After Pine Island, the next biggest loser in Antarctica is the Antarctic Peninsula, a narrow spit of land that stretches up toward Chile and has warmed 2.5 degrees Celsius in the last half-century. Along the eastern side of the peninsula, a major ice shelf known as Larsen A disintegrated in 1995. An adjacent one to its south, called Larsen B, went in 2002, removing an area of ice the size of Rhode Island in a single summer. Now researchers are closely watching the southern fringe of what’s left, the still-standing and largest of all, Larsen C.

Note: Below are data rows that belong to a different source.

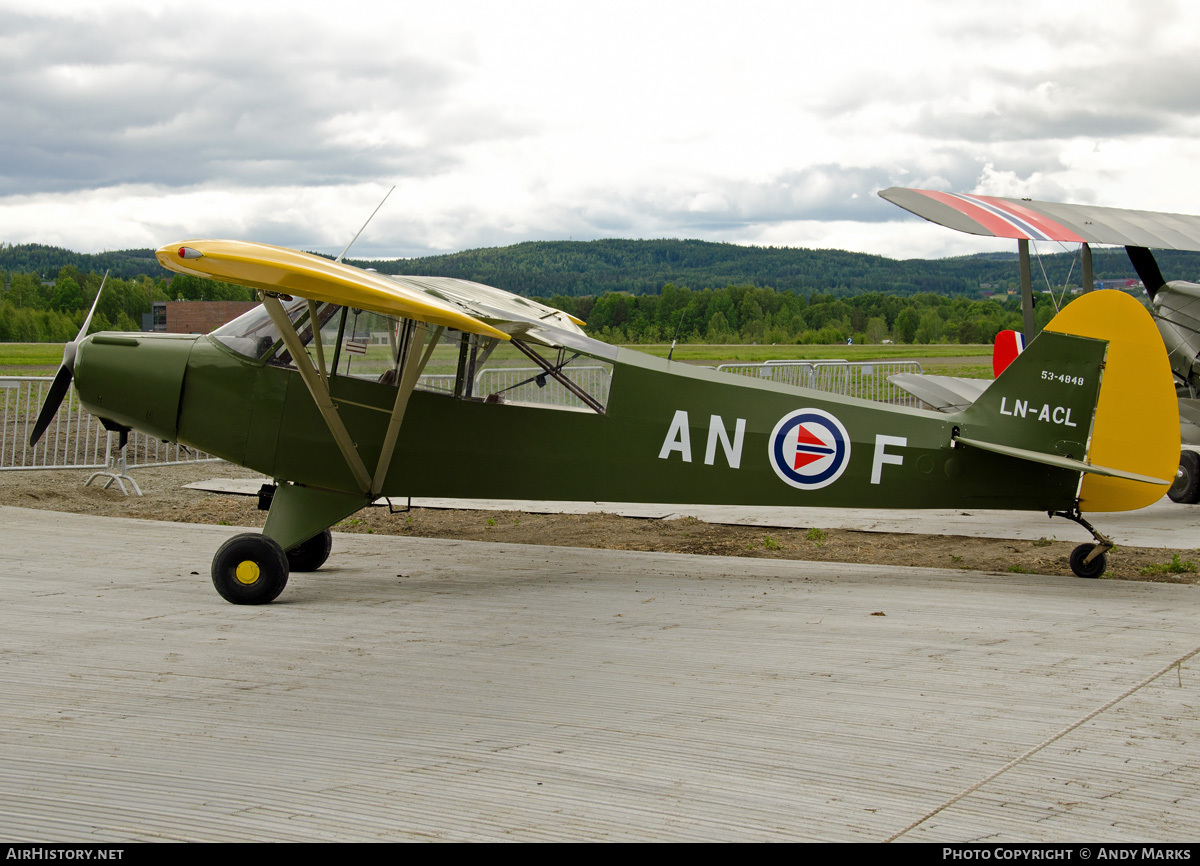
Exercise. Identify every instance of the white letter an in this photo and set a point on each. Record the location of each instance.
(732, 452)
(678, 438)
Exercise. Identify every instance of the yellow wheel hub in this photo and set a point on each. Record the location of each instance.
(247, 572)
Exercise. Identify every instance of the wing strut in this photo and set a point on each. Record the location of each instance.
(413, 370)
(319, 390)
(316, 379)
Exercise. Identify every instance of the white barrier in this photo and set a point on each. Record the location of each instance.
(863, 379)
(75, 439)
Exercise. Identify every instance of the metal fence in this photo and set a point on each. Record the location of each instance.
(521, 385)
(75, 439)
(864, 379)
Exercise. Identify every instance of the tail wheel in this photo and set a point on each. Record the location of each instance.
(1186, 487)
(250, 570)
(1090, 570)
(310, 555)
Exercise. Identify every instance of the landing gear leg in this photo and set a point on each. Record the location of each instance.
(1087, 560)
(250, 570)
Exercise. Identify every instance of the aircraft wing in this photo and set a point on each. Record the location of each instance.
(287, 271)
(1047, 221)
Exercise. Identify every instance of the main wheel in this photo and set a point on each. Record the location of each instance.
(1186, 487)
(310, 555)
(1090, 570)
(250, 570)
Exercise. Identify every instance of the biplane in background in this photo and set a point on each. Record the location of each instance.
(1074, 425)
(1176, 304)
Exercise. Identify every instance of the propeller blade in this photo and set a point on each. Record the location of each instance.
(53, 401)
(63, 378)
(83, 331)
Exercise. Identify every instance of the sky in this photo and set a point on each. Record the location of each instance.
(136, 124)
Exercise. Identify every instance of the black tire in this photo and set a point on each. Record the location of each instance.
(1090, 570)
(250, 570)
(1186, 487)
(310, 555)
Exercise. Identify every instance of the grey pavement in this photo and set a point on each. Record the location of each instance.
(435, 690)
(1162, 524)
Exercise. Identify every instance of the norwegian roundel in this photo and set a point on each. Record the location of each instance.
(809, 449)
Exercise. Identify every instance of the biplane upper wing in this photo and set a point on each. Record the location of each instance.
(447, 301)
(1048, 221)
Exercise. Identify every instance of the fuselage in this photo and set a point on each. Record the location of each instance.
(667, 433)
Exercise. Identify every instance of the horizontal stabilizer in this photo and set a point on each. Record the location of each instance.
(943, 392)
(1062, 462)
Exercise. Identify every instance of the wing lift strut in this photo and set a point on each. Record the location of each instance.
(298, 512)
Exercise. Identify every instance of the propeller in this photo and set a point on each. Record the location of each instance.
(63, 378)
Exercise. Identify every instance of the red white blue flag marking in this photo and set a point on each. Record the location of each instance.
(809, 449)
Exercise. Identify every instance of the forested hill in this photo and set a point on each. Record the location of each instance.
(640, 268)
(593, 268)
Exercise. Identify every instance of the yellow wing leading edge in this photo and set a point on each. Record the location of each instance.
(292, 272)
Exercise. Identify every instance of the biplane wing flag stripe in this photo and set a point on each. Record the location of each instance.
(1003, 218)
(809, 449)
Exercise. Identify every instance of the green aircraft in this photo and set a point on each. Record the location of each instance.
(331, 388)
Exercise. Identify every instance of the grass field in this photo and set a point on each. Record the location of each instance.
(43, 359)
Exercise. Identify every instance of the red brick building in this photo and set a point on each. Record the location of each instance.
(197, 317)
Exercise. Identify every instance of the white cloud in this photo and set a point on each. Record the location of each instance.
(133, 124)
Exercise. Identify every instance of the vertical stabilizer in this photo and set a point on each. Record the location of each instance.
(1137, 426)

Scientists are also watching what the removal of Larsen A and Larsen B did to the glaciers that fed them. New calculations show that between 2001 and 2006 those glaciers were responsible for about one-third of the ice lost from the Antarctic Peninsula, says Ted Scambos, a glaciologist at the National Snow and Ice Data Center in Boulder, Colo. “It tells us Antarctica is vulnerable,” he says.
Ice shelves disintegrate when crevasses form on their tops and then widen into cracks that are too big to reseal themselves during winter. In summer, as the ice surface melts, water begins ponding and filling these cracks, and the water pressure serves to widen the crack and keep it propagating. “Some shelves go for years with water on the surface, but then in one particular year you get that disintegration,” says Scambos.
Hoping to catch one in the act, Scambos and his colleagues have targeted a part of Larsen C known as Scar Inlet. The team put a sophisticated measuring station, bristling with cameras and other instruments, on the floating ice of Scar Inlet itself, as well as another on the glacier feeding it. If the Antarctic Peninsula gets a particularly warm summer in the next couple of years, the team expects to be able to watch Scar Inlet disintegrate. If so, the glaciers feeding the Larsen area may speed up even more, thus accelerating the rate at which ice is dumped into the ocean.
One thing is certain about glacier studies in a warming world: There’s plenty of job security. “The events in the ’90s and this past decade suddenly showed us lots of things to focus on,” says Scambos. Events like Greenland glaciers accelerating and the Larsen ice shelves disintegrating “all told us what the important precursors were before you saw a great big change,” he says. Now scientists have the data to start understanding how those precursors lead to change.
“We’re definitely moving from the realm of observation to the realm of prediction, and that’s the goal,” says Howat. What matters in the end is not the details of a particular glacier in Antarctica, but what that means for people living along coasts. From a practical perspective, he says, “we don’t really care what the ice sheet’s doing now. We want to know what it’ll be doing in 100 years.”